“Senza personale non c’è futuro per la sanità nel Vco”. Nel mezzo della discussione sul futuro del nuovo ospedale la Cisl del Piemonte Orientale richiama l’attenzione generale sulle condizioni di lavoro del personale sanitario. Motivo per cui nei prossimi giorni la Cisl ha annunciato che presenterà al direttore generale dell’azienda sanitaria del Vco, Francesco Cattel, alcune proposte . “Obiettivo – spiega Antonio Dellera – aprire un confronto serie e responsabile sulle priorità del personale e sul futuro della sanità del nostro territorio “.
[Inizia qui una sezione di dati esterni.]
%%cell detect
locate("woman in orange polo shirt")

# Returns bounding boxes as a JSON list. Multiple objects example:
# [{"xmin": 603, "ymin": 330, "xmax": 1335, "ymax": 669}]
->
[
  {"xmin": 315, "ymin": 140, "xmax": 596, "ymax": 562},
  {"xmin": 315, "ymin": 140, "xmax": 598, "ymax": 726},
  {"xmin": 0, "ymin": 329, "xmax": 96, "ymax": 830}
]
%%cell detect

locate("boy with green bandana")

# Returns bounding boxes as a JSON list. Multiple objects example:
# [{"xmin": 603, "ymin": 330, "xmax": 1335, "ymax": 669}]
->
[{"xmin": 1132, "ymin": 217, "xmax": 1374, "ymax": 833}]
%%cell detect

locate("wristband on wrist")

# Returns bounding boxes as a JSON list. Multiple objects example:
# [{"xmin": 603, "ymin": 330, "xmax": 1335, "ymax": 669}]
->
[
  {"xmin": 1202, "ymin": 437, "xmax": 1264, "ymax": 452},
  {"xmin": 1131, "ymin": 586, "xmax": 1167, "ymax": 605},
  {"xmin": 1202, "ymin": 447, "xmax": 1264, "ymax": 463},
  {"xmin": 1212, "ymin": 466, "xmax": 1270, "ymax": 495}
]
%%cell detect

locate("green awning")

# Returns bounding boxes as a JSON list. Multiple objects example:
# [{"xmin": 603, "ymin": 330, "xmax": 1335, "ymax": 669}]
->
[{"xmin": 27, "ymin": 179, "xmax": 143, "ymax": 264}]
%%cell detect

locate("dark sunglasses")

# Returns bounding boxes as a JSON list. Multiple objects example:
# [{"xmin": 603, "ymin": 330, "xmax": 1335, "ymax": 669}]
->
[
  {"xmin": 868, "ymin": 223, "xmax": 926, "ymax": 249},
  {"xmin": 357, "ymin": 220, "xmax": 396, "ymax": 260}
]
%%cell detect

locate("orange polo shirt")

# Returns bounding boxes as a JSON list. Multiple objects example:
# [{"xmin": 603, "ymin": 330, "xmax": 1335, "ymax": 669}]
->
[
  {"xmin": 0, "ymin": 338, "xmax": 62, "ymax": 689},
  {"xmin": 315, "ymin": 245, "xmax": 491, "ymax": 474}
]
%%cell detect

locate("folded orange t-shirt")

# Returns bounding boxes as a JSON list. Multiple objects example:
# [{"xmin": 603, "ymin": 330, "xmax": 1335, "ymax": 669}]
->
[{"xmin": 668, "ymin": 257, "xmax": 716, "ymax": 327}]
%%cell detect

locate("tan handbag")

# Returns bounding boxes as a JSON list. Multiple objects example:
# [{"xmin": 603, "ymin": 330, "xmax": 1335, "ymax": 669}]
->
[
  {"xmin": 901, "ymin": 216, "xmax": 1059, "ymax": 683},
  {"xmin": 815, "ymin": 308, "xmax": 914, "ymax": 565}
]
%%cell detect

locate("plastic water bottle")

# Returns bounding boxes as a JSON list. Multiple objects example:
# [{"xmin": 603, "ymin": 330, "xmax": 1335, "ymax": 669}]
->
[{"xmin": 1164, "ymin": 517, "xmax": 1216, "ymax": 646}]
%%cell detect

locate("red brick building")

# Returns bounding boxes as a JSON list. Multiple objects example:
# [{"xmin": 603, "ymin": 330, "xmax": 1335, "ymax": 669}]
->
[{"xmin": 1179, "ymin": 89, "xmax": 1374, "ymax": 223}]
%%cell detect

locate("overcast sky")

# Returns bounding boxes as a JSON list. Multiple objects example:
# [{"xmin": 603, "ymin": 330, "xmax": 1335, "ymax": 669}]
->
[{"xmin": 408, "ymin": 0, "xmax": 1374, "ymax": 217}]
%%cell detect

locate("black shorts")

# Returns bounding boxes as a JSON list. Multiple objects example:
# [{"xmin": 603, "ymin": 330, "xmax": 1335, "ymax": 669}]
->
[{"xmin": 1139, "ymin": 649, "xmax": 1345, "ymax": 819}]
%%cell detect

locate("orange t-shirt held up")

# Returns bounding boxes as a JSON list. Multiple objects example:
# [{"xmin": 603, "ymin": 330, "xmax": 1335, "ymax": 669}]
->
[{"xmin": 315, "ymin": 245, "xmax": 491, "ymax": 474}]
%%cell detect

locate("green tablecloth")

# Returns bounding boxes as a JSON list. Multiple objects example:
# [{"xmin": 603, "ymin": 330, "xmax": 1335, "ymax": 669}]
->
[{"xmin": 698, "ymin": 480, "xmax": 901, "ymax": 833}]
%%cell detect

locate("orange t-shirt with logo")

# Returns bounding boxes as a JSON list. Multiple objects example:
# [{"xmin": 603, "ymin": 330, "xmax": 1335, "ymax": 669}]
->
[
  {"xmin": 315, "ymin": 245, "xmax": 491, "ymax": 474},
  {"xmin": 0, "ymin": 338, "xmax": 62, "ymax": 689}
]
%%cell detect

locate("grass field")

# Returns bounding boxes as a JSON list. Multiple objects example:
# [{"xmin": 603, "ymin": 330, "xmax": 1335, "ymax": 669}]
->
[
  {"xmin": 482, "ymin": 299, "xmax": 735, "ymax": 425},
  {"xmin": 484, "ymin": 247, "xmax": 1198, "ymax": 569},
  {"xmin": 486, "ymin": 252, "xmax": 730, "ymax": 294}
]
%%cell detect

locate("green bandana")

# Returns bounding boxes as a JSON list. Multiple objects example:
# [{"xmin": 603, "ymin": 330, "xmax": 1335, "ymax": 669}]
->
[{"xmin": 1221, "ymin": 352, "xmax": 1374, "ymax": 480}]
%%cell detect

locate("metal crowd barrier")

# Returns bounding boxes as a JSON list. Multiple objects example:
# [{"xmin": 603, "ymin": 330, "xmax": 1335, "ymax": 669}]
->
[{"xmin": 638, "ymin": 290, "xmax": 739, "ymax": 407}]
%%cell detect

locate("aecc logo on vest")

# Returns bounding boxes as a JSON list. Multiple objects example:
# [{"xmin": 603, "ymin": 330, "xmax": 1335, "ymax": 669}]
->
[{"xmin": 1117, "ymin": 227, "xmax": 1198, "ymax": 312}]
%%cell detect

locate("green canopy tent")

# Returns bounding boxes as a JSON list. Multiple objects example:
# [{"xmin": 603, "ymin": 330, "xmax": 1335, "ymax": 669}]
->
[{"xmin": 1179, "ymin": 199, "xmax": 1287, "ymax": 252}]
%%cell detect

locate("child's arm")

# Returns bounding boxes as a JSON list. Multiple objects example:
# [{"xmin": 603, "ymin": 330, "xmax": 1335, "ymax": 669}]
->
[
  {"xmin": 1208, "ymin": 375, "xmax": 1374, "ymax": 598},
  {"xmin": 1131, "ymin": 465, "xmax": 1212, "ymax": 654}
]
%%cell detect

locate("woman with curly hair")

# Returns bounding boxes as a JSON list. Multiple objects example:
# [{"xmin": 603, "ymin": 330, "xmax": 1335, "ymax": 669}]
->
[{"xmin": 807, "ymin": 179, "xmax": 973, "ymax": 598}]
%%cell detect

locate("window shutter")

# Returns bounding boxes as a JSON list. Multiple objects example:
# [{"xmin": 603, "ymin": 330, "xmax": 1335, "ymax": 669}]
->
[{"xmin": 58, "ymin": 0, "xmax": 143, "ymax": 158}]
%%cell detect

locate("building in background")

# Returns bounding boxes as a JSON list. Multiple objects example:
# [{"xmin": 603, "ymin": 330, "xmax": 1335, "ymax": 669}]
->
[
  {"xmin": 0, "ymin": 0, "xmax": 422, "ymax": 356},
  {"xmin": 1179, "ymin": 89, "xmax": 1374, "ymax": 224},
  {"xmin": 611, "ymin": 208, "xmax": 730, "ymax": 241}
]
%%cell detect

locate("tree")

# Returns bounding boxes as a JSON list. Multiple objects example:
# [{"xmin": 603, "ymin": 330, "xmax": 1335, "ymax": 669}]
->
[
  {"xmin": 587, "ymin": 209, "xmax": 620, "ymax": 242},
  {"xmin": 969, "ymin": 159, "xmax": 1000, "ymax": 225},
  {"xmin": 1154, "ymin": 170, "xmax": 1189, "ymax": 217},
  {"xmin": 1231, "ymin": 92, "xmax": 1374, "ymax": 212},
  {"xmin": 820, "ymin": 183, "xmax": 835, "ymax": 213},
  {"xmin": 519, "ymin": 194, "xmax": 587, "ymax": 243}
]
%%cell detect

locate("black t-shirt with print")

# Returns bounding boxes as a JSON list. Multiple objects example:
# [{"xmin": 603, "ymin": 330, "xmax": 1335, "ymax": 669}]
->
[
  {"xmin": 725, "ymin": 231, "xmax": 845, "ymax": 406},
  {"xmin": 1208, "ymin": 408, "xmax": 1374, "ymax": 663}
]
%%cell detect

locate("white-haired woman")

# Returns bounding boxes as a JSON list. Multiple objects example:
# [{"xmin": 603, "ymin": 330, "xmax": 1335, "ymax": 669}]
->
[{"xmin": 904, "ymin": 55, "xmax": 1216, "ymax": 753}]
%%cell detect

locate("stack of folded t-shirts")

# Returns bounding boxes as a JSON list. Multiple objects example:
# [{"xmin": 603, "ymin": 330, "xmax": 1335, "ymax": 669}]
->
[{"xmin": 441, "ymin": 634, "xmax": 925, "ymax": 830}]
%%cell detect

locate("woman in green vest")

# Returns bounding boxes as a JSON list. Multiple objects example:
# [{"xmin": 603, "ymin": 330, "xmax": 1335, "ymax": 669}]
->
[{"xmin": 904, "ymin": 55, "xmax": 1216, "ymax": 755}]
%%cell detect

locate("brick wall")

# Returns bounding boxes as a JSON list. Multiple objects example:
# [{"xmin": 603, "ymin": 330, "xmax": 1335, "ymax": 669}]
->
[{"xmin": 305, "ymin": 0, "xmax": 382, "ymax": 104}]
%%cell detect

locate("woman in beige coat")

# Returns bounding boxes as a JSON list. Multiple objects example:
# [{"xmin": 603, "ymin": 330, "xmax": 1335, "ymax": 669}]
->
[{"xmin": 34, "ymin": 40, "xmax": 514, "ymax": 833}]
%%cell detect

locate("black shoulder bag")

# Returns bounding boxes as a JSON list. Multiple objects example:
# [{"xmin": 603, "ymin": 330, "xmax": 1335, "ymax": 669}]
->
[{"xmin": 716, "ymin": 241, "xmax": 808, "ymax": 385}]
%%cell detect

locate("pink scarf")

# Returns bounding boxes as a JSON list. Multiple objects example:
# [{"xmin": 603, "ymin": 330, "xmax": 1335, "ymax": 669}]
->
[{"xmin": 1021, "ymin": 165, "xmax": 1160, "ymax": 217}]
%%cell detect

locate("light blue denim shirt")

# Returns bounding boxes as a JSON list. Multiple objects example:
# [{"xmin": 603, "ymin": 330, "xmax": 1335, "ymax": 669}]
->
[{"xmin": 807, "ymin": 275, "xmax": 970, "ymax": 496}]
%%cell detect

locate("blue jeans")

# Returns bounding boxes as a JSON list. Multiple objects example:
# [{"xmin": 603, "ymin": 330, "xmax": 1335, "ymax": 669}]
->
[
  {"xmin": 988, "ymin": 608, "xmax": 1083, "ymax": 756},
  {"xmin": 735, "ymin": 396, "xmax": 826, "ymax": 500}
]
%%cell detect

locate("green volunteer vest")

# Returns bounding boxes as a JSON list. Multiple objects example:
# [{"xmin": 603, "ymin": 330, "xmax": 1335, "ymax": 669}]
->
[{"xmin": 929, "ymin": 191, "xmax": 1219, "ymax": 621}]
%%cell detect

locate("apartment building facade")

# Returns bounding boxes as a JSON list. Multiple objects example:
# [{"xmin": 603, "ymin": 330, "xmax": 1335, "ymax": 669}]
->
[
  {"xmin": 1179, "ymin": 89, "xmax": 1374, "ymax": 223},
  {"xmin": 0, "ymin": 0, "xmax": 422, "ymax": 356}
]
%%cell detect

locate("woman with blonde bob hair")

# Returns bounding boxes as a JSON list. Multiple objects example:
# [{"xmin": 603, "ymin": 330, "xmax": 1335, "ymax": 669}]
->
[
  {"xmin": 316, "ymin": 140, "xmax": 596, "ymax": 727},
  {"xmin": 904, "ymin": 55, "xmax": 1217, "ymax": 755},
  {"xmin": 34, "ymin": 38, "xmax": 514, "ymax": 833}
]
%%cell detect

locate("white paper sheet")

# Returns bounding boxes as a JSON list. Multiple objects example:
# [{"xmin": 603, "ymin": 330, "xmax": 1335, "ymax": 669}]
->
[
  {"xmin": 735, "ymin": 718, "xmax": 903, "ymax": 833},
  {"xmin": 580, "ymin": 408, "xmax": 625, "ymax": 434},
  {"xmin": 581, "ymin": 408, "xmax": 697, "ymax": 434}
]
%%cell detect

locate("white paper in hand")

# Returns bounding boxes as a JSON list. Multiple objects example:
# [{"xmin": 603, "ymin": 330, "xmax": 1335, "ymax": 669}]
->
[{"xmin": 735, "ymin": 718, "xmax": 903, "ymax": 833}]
In questo momento storico per la Cisl è importante ribadire come le sole infrastrutture non siano sufficienti a garantire i bisogno assistenziali della popolazione locale. “Occorre – sottolinea il sindacalista – investire sulle persone”. Dellera rispolvera temi già noti come la carenza di organici e la necessità di rendere attrattive le professioni sanitarie nel Vco. Addebita a cause come la scarsa competitività economica ma non solo della sofferenza cronica del settore. “Il problema reale – dice Dellera – resta la qualità delle condizioni di lavoro e l’offerta economica. Per noi gli investimenti sul lavoro devono diventare il pilastro di ogni scelta politica e amministrativa”. Per l’immediato la Cisl Funzione pubblica del Piemonte Orientale chiede una revisione dei carichi di lavoro e una migliore qualità del lavoro. “Troppo spesso lavoratori e lavoratrici -sono costretti a sostenere pesanti turni e a operare in condizioni di forte criticità con ricadute sulla sicurezza, qualità dell’assistenza e tenuta complessiva del sistema sanitario”.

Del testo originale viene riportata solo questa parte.